Que lição tirar deste capítulo da história da vida de Nha Tonga? Muitas. Todos os jovens a quem chamamos thugs têm pais e/ou padrinhos e/ou tios e tias e/ou primos e primas e/ou amigos e amigas, antigos professores, antigos colegas de escola, vizinhos. Se em cada uma dessas relações, as partes mais estáveis assumissem o respectivo papel, imitassem o Djoy, quantos jovens não sentiriam tremer na base a convicção de que não tem outra alternativa senão a delinquência? Se optassem seguir a solidariedade e a generosidade da Licínia, quantos jovens não veriam seu horizonte ampliado (possibilidade de concluir os estudos, de encontrar uma colega bonita e jeitosa e um emprego que garanta o pão-de-cada-dia)? Se acreditassem na capacidade de regeneração do parente, amigo, «conhecido», vizinho, ex-colega, ex-aluno, quantos jovens mais poderiam triunfar, i.e., abandonar a violência e a delinquência, concluir os estudos, conseguir emprego, formar família? Afinal, se o meio-campo que apoiou Nha Tonga conseguiu os resultados que conseguiu, porque outras linhas médias, se montadas a preceito, não conseguiriam? Se Djoy, Licínia e Nha Tonga (sem a disponibilidade deste, nem a Amizade, nem a Solidariedade, nem a Compreensão e nem mesmo o Amor, conseguiriam os resultados conseguidos), porque outros não conseguiriam?
Mas será que nos empenhamos o suficiente? Não desistimos cedo demais dos entes das nossas relações que descarrilaram? O facto de termos metido na cabeça que compete ao Estado, em regime de exclusividade, a resolução dos problemas que nos oprimem, não complica um pouco? O facto de o próprio Governo, durante algum tempo, ter deixado perpassar tal ideia, equacionando intervir apenas pela via repressiva, recrutando mais e mais agentes para a Polícia Nacional, não terá desmobilizado muita gente?

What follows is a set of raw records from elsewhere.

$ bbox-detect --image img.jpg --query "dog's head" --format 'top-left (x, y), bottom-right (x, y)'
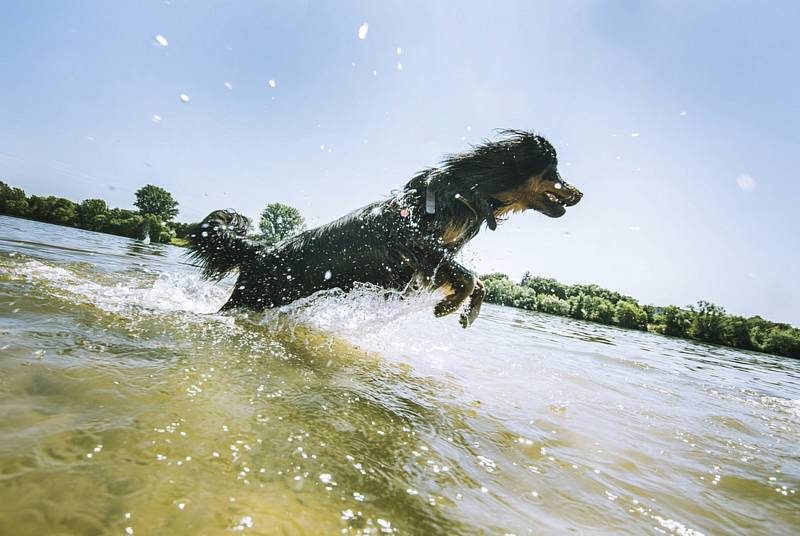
top-left (489, 131), bottom-right (582, 219)
top-left (441, 130), bottom-right (582, 220)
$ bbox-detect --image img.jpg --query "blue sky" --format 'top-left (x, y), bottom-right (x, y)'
top-left (1, 1), bottom-right (798, 325)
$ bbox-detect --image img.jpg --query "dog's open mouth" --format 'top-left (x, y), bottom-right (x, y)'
top-left (542, 193), bottom-right (568, 217)
top-left (545, 192), bottom-right (567, 206)
top-left (540, 185), bottom-right (581, 218)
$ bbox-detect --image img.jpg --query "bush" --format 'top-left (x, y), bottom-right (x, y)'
top-left (614, 300), bottom-right (647, 330)
top-left (585, 296), bottom-right (615, 324)
top-left (524, 276), bottom-right (567, 300)
top-left (656, 306), bottom-right (692, 338)
top-left (537, 294), bottom-right (570, 316)
top-left (172, 221), bottom-right (199, 239)
top-left (484, 277), bottom-right (537, 309)
top-left (76, 199), bottom-right (108, 229)
top-left (0, 181), bottom-right (29, 216)
top-left (760, 328), bottom-right (800, 358)
top-left (690, 301), bottom-right (726, 343)
top-left (722, 316), bottom-right (754, 350)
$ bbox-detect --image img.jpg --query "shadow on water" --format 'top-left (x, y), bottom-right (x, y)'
top-left (125, 240), bottom-right (168, 259)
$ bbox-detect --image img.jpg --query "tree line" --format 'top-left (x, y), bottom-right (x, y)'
top-left (0, 181), bottom-right (181, 243)
top-left (0, 181), bottom-right (306, 246)
top-left (481, 272), bottom-right (800, 359)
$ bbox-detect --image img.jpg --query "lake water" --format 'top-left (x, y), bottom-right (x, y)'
top-left (0, 214), bottom-right (798, 535)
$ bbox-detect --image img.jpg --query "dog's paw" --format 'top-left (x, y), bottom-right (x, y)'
top-left (459, 304), bottom-right (481, 328)
top-left (434, 300), bottom-right (456, 317)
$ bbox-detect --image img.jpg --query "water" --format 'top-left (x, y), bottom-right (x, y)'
top-left (0, 215), bottom-right (798, 535)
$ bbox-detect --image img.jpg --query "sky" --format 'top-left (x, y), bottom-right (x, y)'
top-left (1, 0), bottom-right (798, 326)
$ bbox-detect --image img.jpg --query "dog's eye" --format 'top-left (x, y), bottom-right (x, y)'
top-left (554, 181), bottom-right (563, 190)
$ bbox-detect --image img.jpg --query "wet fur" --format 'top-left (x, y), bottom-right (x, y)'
top-left (188, 130), bottom-right (581, 327)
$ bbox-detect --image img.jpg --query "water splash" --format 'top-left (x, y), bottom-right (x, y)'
top-left (10, 259), bottom-right (230, 315)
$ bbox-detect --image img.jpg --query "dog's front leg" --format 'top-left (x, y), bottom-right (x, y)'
top-left (432, 261), bottom-right (483, 328)
top-left (461, 276), bottom-right (485, 328)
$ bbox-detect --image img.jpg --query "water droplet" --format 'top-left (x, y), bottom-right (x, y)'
top-left (358, 23), bottom-right (369, 40)
top-left (154, 34), bottom-right (168, 47)
top-left (396, 47), bottom-right (402, 55)
top-left (179, 93), bottom-right (190, 103)
top-left (268, 79), bottom-right (276, 88)
top-left (224, 81), bottom-right (233, 90)
top-left (631, 132), bottom-right (640, 137)
top-left (151, 114), bottom-right (162, 124)
top-left (324, 270), bottom-right (332, 280)
top-left (397, 63), bottom-right (402, 70)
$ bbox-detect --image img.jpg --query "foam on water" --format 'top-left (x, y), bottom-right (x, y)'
top-left (9, 255), bottom-right (463, 363)
top-left (10, 258), bottom-right (231, 316)
top-left (263, 283), bottom-right (469, 368)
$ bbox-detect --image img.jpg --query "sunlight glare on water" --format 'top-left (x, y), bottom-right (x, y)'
top-left (0, 216), bottom-right (799, 535)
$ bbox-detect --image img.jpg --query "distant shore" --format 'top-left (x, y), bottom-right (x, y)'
top-left (0, 181), bottom-right (195, 246)
top-left (481, 273), bottom-right (799, 359)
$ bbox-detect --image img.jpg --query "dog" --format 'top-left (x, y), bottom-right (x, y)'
top-left (188, 130), bottom-right (582, 327)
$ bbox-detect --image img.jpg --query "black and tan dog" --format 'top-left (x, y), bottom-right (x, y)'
top-left (188, 130), bottom-right (582, 327)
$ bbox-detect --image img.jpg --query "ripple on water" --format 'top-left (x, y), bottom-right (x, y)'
top-left (2, 219), bottom-right (800, 534)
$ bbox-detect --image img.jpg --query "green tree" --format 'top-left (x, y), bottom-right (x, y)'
top-left (654, 306), bottom-right (692, 338)
top-left (27, 195), bottom-right (55, 221)
top-left (50, 198), bottom-right (77, 225)
top-left (258, 203), bottom-right (304, 244)
top-left (761, 328), bottom-right (800, 358)
top-left (585, 296), bottom-right (615, 324)
top-left (722, 316), bottom-right (754, 350)
top-left (134, 185), bottom-right (179, 222)
top-left (172, 221), bottom-right (199, 239)
top-left (27, 195), bottom-right (76, 225)
top-left (568, 294), bottom-right (590, 320)
top-left (0, 181), bottom-right (29, 216)
top-left (524, 276), bottom-right (567, 300)
top-left (76, 199), bottom-right (108, 229)
top-left (689, 301), bottom-right (726, 343)
top-left (100, 208), bottom-right (144, 238)
top-left (537, 294), bottom-right (570, 316)
top-left (614, 300), bottom-right (648, 330)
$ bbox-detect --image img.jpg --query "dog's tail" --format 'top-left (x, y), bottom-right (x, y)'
top-left (187, 210), bottom-right (257, 280)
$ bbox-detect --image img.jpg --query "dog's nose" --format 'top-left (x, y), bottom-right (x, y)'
top-left (565, 186), bottom-right (582, 206)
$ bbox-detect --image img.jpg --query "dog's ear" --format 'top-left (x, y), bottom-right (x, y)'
top-left (472, 194), bottom-right (497, 231)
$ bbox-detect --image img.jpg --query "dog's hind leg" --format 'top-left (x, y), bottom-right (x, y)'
top-left (432, 261), bottom-right (482, 327)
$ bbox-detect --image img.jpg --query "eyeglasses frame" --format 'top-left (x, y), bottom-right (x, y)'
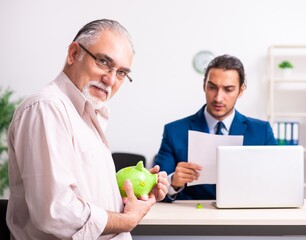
top-left (78, 43), bottom-right (133, 82)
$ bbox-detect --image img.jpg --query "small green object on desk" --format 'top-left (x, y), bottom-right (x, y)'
top-left (196, 203), bottom-right (203, 209)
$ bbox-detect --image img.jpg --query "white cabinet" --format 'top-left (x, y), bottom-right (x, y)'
top-left (268, 45), bottom-right (306, 147)
top-left (268, 45), bottom-right (306, 185)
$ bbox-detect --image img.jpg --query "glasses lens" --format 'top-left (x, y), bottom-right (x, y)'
top-left (95, 58), bottom-right (110, 70)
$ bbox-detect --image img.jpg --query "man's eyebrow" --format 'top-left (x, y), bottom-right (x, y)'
top-left (207, 80), bottom-right (217, 86)
top-left (96, 53), bottom-right (114, 63)
top-left (207, 80), bottom-right (235, 88)
top-left (223, 84), bottom-right (236, 88)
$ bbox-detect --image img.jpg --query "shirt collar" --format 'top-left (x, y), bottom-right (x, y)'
top-left (204, 106), bottom-right (235, 134)
top-left (54, 72), bottom-right (109, 120)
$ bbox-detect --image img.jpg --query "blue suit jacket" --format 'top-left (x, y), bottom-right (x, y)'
top-left (154, 105), bottom-right (277, 202)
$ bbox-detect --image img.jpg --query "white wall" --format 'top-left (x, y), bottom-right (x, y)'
top-left (1, 0), bottom-right (306, 167)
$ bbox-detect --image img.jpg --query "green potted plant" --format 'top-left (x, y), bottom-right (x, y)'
top-left (278, 60), bottom-right (294, 79)
top-left (0, 88), bottom-right (20, 196)
top-left (278, 60), bottom-right (294, 69)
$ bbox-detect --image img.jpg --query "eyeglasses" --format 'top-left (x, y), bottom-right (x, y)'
top-left (78, 43), bottom-right (133, 82)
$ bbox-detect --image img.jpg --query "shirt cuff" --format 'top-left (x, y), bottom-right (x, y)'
top-left (167, 173), bottom-right (184, 196)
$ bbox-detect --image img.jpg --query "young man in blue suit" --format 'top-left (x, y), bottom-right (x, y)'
top-left (154, 54), bottom-right (277, 202)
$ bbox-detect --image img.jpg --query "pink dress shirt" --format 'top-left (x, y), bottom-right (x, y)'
top-left (7, 72), bottom-right (131, 240)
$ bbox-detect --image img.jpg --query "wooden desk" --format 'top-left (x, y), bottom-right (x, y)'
top-left (132, 200), bottom-right (306, 236)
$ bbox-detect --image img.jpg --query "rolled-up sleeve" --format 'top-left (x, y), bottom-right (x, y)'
top-left (72, 204), bottom-right (108, 240)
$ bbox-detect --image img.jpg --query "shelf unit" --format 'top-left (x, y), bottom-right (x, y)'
top-left (268, 45), bottom-right (306, 139)
top-left (268, 45), bottom-right (306, 185)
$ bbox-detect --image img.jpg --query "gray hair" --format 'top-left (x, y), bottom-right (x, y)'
top-left (73, 19), bottom-right (135, 53)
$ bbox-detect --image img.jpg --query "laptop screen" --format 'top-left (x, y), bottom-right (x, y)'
top-left (216, 145), bottom-right (304, 208)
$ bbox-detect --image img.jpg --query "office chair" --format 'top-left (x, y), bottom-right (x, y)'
top-left (112, 152), bottom-right (146, 172)
top-left (0, 199), bottom-right (10, 239)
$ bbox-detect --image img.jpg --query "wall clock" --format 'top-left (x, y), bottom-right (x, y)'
top-left (192, 50), bottom-right (215, 74)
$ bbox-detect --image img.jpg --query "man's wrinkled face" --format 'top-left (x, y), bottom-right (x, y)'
top-left (67, 30), bottom-right (133, 109)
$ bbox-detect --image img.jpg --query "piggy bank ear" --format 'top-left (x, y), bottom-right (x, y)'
top-left (135, 161), bottom-right (144, 171)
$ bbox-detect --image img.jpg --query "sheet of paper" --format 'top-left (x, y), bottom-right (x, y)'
top-left (187, 130), bottom-right (243, 186)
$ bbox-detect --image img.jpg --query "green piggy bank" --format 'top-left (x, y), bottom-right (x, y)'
top-left (116, 161), bottom-right (158, 199)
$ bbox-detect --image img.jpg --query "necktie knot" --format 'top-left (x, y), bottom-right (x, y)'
top-left (216, 121), bottom-right (225, 135)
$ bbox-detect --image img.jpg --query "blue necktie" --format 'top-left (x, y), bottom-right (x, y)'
top-left (216, 121), bottom-right (225, 135)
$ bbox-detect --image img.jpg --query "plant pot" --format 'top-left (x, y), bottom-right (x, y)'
top-left (280, 68), bottom-right (293, 79)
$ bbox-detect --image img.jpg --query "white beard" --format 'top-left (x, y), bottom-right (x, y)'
top-left (82, 81), bottom-right (111, 110)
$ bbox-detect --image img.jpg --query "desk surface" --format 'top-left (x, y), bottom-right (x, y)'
top-left (132, 200), bottom-right (306, 236)
top-left (140, 200), bottom-right (306, 225)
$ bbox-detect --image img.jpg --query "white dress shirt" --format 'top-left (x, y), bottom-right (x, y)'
top-left (204, 107), bottom-right (235, 135)
top-left (7, 72), bottom-right (131, 240)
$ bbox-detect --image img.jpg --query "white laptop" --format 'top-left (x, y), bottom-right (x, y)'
top-left (215, 145), bottom-right (304, 209)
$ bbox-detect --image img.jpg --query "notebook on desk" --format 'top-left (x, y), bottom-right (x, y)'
top-left (215, 145), bottom-right (304, 209)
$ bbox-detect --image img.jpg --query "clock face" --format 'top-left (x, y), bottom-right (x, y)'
top-left (192, 50), bottom-right (215, 74)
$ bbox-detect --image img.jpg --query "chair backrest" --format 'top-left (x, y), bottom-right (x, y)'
top-left (112, 152), bottom-right (146, 172)
top-left (0, 199), bottom-right (10, 239)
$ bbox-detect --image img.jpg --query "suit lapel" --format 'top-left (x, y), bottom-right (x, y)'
top-left (229, 110), bottom-right (247, 135)
top-left (190, 105), bottom-right (210, 133)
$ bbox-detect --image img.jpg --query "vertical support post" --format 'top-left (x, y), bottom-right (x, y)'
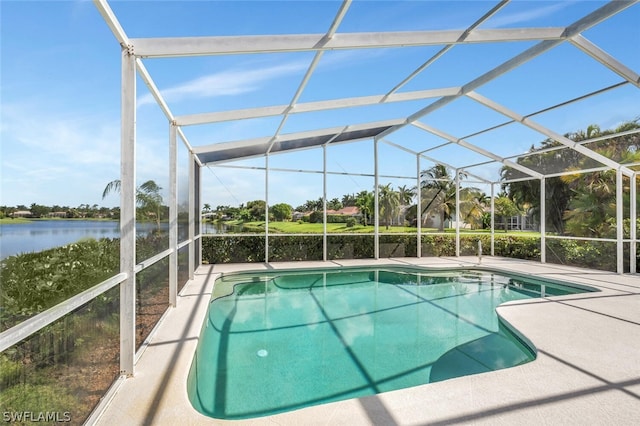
top-left (323, 145), bottom-right (328, 262)
top-left (617, 168), bottom-right (624, 274)
top-left (196, 161), bottom-right (201, 269)
top-left (490, 183), bottom-right (495, 256)
top-left (120, 45), bottom-right (136, 377)
top-left (188, 152), bottom-right (195, 280)
top-left (631, 173), bottom-right (637, 274)
top-left (265, 154), bottom-right (269, 263)
top-left (416, 154), bottom-right (421, 258)
top-left (540, 177), bottom-right (546, 264)
top-left (455, 169), bottom-right (460, 257)
top-left (169, 123), bottom-right (177, 307)
top-left (374, 139), bottom-right (379, 259)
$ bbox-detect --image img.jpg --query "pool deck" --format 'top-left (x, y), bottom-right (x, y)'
top-left (93, 257), bottom-right (640, 425)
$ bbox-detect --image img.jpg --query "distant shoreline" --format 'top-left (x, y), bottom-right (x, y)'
top-left (0, 217), bottom-right (118, 225)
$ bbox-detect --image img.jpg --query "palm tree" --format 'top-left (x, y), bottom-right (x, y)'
top-left (355, 190), bottom-right (374, 226)
top-left (503, 120), bottom-right (640, 236)
top-left (397, 185), bottom-right (416, 206)
top-left (560, 121), bottom-right (640, 237)
top-left (378, 183), bottom-right (400, 229)
top-left (341, 193), bottom-right (356, 207)
top-left (102, 179), bottom-right (164, 228)
top-left (501, 141), bottom-right (572, 234)
top-left (327, 198), bottom-right (343, 211)
top-left (459, 188), bottom-right (488, 230)
top-left (420, 165), bottom-right (457, 231)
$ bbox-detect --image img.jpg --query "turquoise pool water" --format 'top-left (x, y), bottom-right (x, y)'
top-left (187, 267), bottom-right (594, 419)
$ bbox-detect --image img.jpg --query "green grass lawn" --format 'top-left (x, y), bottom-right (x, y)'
top-left (0, 217), bottom-right (32, 224)
top-left (237, 221), bottom-right (541, 236)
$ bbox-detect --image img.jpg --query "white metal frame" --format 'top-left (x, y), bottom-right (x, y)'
top-left (1, 0), bottom-right (637, 400)
top-left (6, 0), bottom-right (634, 379)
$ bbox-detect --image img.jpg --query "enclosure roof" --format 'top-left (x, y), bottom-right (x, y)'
top-left (193, 119), bottom-right (403, 164)
top-left (95, 0), bottom-right (640, 182)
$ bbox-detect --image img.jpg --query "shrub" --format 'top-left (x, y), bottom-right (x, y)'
top-left (268, 236), bottom-right (323, 261)
top-left (202, 233), bottom-right (630, 272)
top-left (546, 239), bottom-right (616, 271)
top-left (0, 238), bottom-right (119, 329)
top-left (308, 211), bottom-right (323, 223)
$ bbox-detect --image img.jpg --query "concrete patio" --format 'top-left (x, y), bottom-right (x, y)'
top-left (93, 257), bottom-right (640, 425)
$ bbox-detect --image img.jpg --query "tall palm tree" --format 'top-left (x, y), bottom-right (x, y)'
top-left (327, 198), bottom-right (343, 211)
top-left (459, 188), bottom-right (488, 230)
top-left (397, 185), bottom-right (416, 206)
top-left (355, 190), bottom-right (374, 226)
top-left (503, 120), bottom-right (640, 236)
top-left (102, 179), bottom-right (164, 228)
top-left (378, 183), bottom-right (400, 229)
top-left (341, 193), bottom-right (357, 207)
top-left (420, 165), bottom-right (457, 231)
top-left (560, 121), bottom-right (640, 237)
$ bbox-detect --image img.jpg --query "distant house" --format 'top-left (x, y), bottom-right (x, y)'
top-left (48, 211), bottom-right (68, 218)
top-left (326, 206), bottom-right (361, 217)
top-left (11, 210), bottom-right (32, 218)
top-left (292, 206), bottom-right (362, 221)
top-left (292, 211), bottom-right (308, 221)
top-left (507, 214), bottom-right (538, 231)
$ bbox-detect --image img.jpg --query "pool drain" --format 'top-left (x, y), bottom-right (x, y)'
top-left (257, 349), bottom-right (268, 357)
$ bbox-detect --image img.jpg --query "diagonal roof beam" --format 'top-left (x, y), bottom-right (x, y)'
top-left (504, 127), bottom-right (640, 160)
top-left (465, 91), bottom-right (635, 177)
top-left (420, 155), bottom-right (491, 184)
top-left (136, 59), bottom-right (174, 122)
top-left (376, 0), bottom-right (637, 141)
top-left (175, 87), bottom-right (460, 126)
top-left (377, 39), bottom-right (564, 140)
top-left (383, 0), bottom-right (510, 100)
top-left (93, 0), bottom-right (130, 47)
top-left (267, 0), bottom-right (351, 154)
top-left (129, 28), bottom-right (566, 58)
top-left (460, 81), bottom-right (629, 140)
top-left (570, 35), bottom-right (640, 88)
top-left (412, 121), bottom-right (543, 179)
top-left (380, 138), bottom-right (492, 186)
top-left (93, 0), bottom-right (201, 164)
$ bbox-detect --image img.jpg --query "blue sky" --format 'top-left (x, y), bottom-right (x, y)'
top-left (1, 1), bottom-right (639, 210)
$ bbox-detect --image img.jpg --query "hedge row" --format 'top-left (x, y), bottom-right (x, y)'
top-left (201, 234), bottom-right (619, 272)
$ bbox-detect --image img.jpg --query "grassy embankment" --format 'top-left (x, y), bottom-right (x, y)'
top-left (0, 217), bottom-right (32, 224)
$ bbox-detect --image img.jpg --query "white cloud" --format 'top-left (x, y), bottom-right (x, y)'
top-left (1, 102), bottom-right (123, 205)
top-left (1, 103), bottom-right (121, 167)
top-left (137, 60), bottom-right (309, 107)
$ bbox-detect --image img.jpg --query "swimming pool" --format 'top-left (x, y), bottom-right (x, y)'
top-left (187, 266), bottom-right (595, 420)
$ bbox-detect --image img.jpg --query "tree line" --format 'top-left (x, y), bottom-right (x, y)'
top-left (0, 204), bottom-right (120, 220)
top-left (204, 164), bottom-right (522, 231)
top-left (206, 120), bottom-right (640, 237)
top-left (1, 179), bottom-right (169, 225)
top-left (503, 120), bottom-right (640, 238)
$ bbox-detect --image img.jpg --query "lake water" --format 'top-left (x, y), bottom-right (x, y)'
top-left (0, 220), bottom-right (164, 260)
top-left (201, 222), bottom-right (243, 234)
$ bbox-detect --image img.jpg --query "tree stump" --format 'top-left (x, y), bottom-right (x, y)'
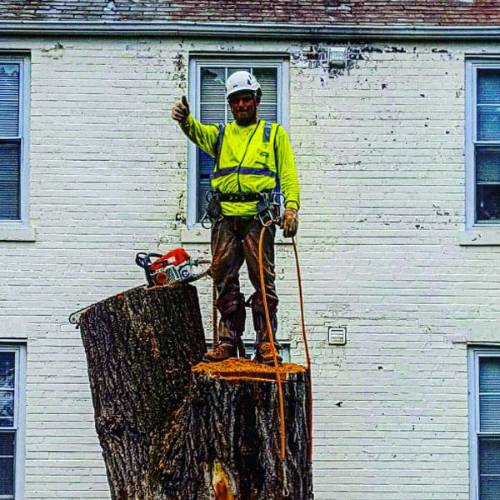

Agora, diante do sucesso da iniciativa do Djoy, não será chegada a hora de, cada um, na sua esfera de influência, contribuir, com a sua quota-parte, para a resolução do problema que nos aflige? Os jovens – todos, os que têm apoio familiar e os outros, os entregues ao «Deus dará» - disponibilizando-se para fazerem parte da solução do problema, envolvendo-se na procura das melhores soluções para cada caso (que cada caso é um caso). O Estado, esse, assumindo a liderança do processo. É que não tem como escapar de tal papel. Competir-lhe-á não só ir apagando os «incêndios» já deflagrados (com recurso aos militares, sendo necessário, apesar dos riscos inerentes à preparação que estes recebem – aniquilar o inimigo), como também investindo na prevenção de incêndios futuros (com recurso a coerentes políticas para a juventude, educação, saúde, emprego, desporto), e não perdendo nunca de vista que prevenir sempre foi melhor, e mais barato, do que remediar.
Bem hajam o Djoy, a Licínia, o Nha Tonga, e todas as mulheres e homens de boa-vontade que se disponibilizarem para participar em um processo que vise equacionar e resolver o problema de violência que nos inquieta.
Podemos esperar resultados positivos? Respondamos com Barack Obama: YES, WE CAN.